The Hip Hop Architecture Camp™ was featured in Good Education!
"From Grandmaster Flash and the Furious Five rapping in their 1982 classic “New York New York” about “Staring at a skyscraper reaching into heaven / When over in the ghetto I’m livin’ in hell,” to Jay Z rhyming on 2017’s “Marcy Me” that “I’m from Marcy Houses, where the boys die by the thousand,” hip-hop has always had an intimate relationship with the architecture of cities. But what if the low-income youth of color who live in the ghettos and housing projects of Gotham — or Los Angeles or Detroit — had the technical know-how to redesign their hometowns and create buildings that serve their communities?

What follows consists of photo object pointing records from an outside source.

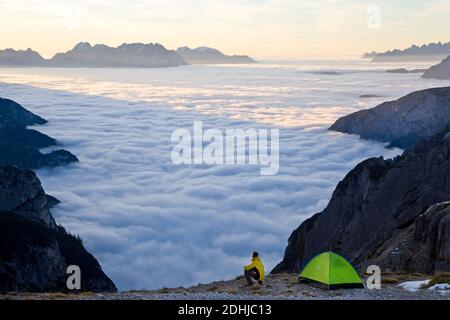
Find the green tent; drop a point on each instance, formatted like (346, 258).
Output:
(331, 271)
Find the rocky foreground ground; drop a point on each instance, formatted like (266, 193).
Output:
(281, 286)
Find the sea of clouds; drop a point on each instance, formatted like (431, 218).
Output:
(153, 224)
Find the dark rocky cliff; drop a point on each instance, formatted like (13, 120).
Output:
(133, 55)
(393, 213)
(20, 146)
(441, 71)
(34, 251)
(403, 122)
(205, 55)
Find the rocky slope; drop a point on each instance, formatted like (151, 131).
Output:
(134, 55)
(427, 52)
(440, 71)
(34, 251)
(205, 55)
(386, 212)
(10, 57)
(20, 146)
(418, 115)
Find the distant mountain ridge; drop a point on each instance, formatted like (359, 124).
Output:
(403, 122)
(441, 71)
(432, 51)
(391, 213)
(19, 146)
(133, 55)
(206, 55)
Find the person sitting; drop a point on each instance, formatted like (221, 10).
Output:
(254, 271)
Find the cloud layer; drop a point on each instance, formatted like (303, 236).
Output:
(153, 224)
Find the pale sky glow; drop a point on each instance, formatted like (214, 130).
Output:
(260, 28)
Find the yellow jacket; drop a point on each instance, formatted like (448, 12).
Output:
(258, 265)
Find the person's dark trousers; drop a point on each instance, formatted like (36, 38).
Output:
(251, 276)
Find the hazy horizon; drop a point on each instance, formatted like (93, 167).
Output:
(266, 29)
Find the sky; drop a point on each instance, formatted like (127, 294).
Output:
(261, 28)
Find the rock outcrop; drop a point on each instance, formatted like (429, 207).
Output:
(419, 115)
(428, 52)
(205, 55)
(10, 57)
(440, 71)
(20, 146)
(393, 213)
(34, 251)
(134, 55)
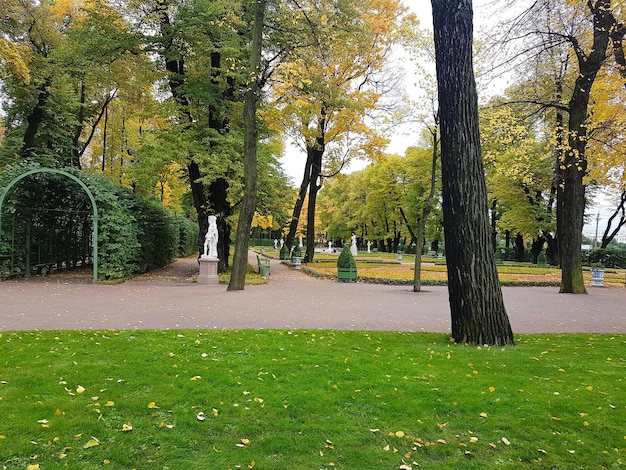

That’s the goal of Michael Ford, a Detroit-born architectural designer and founder of the Hip Hop Architecture Camp, “a one-week intensive experience, designed to introduce under represented youth to architecture, urban planning, creative place making and economic development through the lens of hip-hop culture.”
This summer, the free camp, which is sponsored by software company Autodesk, is giving roughly 250 10- to 17-year-old students in six cities (Atlanta, Austin, the Bronx, Detroit, Houston, and Los Angeles) technically sound and culturally relevant lessons on architecture and urban planning."